Talk us through a typical workday
It’s pretty straightforward. I show up to work pretty late (8 am) because I need to put my daughter in daycare. My colleague has already been serving coffee for 1 and a half hour. Together, we make sure everything is set up as quickly as possible, coffee section, cabinet food and restaurant. Then I usually work at the machine until we close, alternating with her for breaks. I sometimes give her more time on the machine for practice and training. When I’m lucky, I get a visit from the roaster and we can discuss issues, ideas, new products… We clean it all up at 4 pm.
What is your favourite brew method and/or coffee origin and why?
At home, I like to keep it simple. I don’t own an espresso machine. I usually use a plunger or a Chemex. At work or when I go out, I definitely go for espresso, unless the cafe has some nice origins to taste that I haven’t tried yet.  And to be honest, I haven’t tried much yet, I’m just getting into single origins and such. I’ve tried a Kenyan coffee from Supreme as a first Chemex brew, it was absolutely delicious.
Tulip or rosetta?
I like the clean and simple aspect of a tulip. Also, my rosettas are always a bit crooked.
What are your interests outside of coffee?
I enjoy travelling. That’s what brought me to New-Zealand before I stayed for love.
I also spend an embarrassing amount of time playing video games or watching series.
And I spend whatever time I have left with my husband and my daughter.
Where do you see yourself in five years?
I really hope I’ll still be in Wellington. We moved from Auckland a year ago, and what a year it’s been!
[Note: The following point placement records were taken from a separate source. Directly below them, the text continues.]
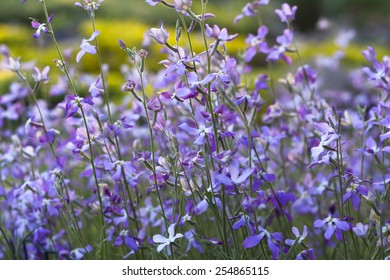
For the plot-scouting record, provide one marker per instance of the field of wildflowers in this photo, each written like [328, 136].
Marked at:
[205, 158]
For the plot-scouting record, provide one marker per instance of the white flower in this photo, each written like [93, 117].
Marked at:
[158, 238]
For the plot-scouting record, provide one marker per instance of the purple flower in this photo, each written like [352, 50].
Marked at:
[40, 27]
[352, 193]
[74, 103]
[96, 88]
[380, 71]
[153, 2]
[360, 230]
[89, 5]
[219, 34]
[332, 225]
[284, 41]
[273, 241]
[86, 47]
[369, 54]
[155, 104]
[41, 76]
[307, 255]
[126, 238]
[386, 123]
[298, 236]
[160, 35]
[158, 238]
[249, 9]
[201, 207]
[192, 242]
[256, 43]
[202, 131]
[305, 73]
[286, 14]
[182, 5]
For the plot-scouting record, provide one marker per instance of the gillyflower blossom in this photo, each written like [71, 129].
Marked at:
[256, 43]
[182, 5]
[332, 225]
[40, 27]
[353, 193]
[126, 238]
[250, 10]
[307, 255]
[96, 89]
[284, 41]
[74, 103]
[164, 241]
[203, 129]
[286, 14]
[160, 35]
[273, 241]
[360, 230]
[41, 76]
[153, 2]
[298, 236]
[90, 6]
[12, 64]
[86, 47]
[219, 34]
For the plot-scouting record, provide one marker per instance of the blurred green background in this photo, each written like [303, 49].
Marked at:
[130, 19]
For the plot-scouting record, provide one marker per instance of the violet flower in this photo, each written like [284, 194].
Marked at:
[353, 193]
[160, 35]
[40, 27]
[158, 238]
[286, 14]
[202, 131]
[74, 103]
[360, 230]
[41, 76]
[332, 226]
[298, 236]
[86, 47]
[256, 43]
[219, 34]
[273, 241]
[153, 2]
[284, 41]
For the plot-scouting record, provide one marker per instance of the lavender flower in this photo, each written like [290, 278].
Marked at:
[158, 238]
[160, 35]
[332, 225]
[86, 47]
[286, 14]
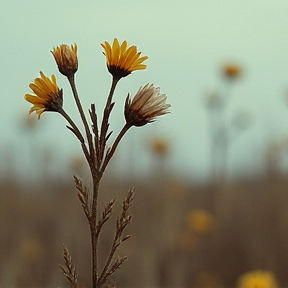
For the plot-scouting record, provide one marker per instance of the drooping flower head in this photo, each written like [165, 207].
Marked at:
[66, 59]
[121, 61]
[146, 105]
[47, 97]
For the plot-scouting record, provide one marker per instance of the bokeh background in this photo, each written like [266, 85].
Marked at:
[211, 177]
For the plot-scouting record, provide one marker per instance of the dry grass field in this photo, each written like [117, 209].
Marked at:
[182, 235]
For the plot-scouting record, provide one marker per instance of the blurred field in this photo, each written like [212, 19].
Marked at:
[183, 235]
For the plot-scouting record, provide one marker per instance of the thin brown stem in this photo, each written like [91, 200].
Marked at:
[71, 80]
[105, 120]
[112, 150]
[76, 132]
[93, 232]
I would like to get more involved in all the process of getting coffee to the customer, understanding sourcing, roasting, blending etc… Maybe this year, as I get more confident in my career choice.
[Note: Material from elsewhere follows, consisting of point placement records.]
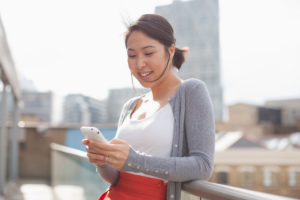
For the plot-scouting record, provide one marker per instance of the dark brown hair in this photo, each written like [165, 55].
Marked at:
[158, 28]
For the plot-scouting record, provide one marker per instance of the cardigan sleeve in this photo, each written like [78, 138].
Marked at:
[200, 134]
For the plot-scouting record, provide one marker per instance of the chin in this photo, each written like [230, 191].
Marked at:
[145, 84]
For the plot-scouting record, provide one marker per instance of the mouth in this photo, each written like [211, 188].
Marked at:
[145, 75]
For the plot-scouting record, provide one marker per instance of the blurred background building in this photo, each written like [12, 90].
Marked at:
[196, 25]
[84, 110]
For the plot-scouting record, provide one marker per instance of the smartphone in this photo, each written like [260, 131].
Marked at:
[92, 133]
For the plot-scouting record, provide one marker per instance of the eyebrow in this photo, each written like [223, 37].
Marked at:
[142, 48]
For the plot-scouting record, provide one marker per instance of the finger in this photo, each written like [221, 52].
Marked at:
[94, 156]
[102, 145]
[97, 162]
[117, 141]
[90, 150]
[85, 142]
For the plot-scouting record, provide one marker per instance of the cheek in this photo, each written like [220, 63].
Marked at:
[156, 63]
[131, 65]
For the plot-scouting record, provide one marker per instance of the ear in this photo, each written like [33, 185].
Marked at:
[172, 51]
What the best advice for someone starting out?
Get as much information as you can from a lot of different sources about what you do. It’s easy to take terrible advice from supervisors/trainers that become bad habits that are very hard to unlearn.
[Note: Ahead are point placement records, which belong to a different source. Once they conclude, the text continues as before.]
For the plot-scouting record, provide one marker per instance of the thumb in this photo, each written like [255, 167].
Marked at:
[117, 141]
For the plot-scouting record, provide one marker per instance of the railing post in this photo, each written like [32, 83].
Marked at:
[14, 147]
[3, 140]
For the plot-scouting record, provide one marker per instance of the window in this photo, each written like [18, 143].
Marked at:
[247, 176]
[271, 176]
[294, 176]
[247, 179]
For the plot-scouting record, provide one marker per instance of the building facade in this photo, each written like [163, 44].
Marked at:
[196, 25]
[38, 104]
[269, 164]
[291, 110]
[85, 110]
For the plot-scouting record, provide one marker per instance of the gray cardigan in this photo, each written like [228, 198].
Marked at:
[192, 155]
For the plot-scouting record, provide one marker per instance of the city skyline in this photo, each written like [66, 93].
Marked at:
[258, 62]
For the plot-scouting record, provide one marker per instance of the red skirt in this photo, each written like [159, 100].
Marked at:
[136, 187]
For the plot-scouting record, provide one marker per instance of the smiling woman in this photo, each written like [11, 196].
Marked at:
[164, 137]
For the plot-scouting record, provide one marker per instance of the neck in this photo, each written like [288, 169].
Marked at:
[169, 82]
Coffee making is an industry filled with little superstitions and folklore about the best way to make coffee, so it’s important to look for different point of views and experiment. Never say no to training, you’re never done learning.
How do you see the coffee industry changing in the future?
I’m too young in the industry to make any kind of prediction, but I do hope machines are going to get better at my job so I can focus more on offering the best beans and roasts to my customers, without having to worry about consistency or injury.
What would be your dream ‘coffee experience’?
Flying to a farm and seeing how it’s done. I’d prefer Latin America because I can actually speak Spanish.
Do you have a ‘coffee crush’?
I think I’ll always be grateful to Kim Boyd for being so approachable, kind and knowledgeable when I was working my first barista job in Auckland in a cafe supplied by Supreme. *Kim’s current role is as a Project Manager at Mojo Coffee.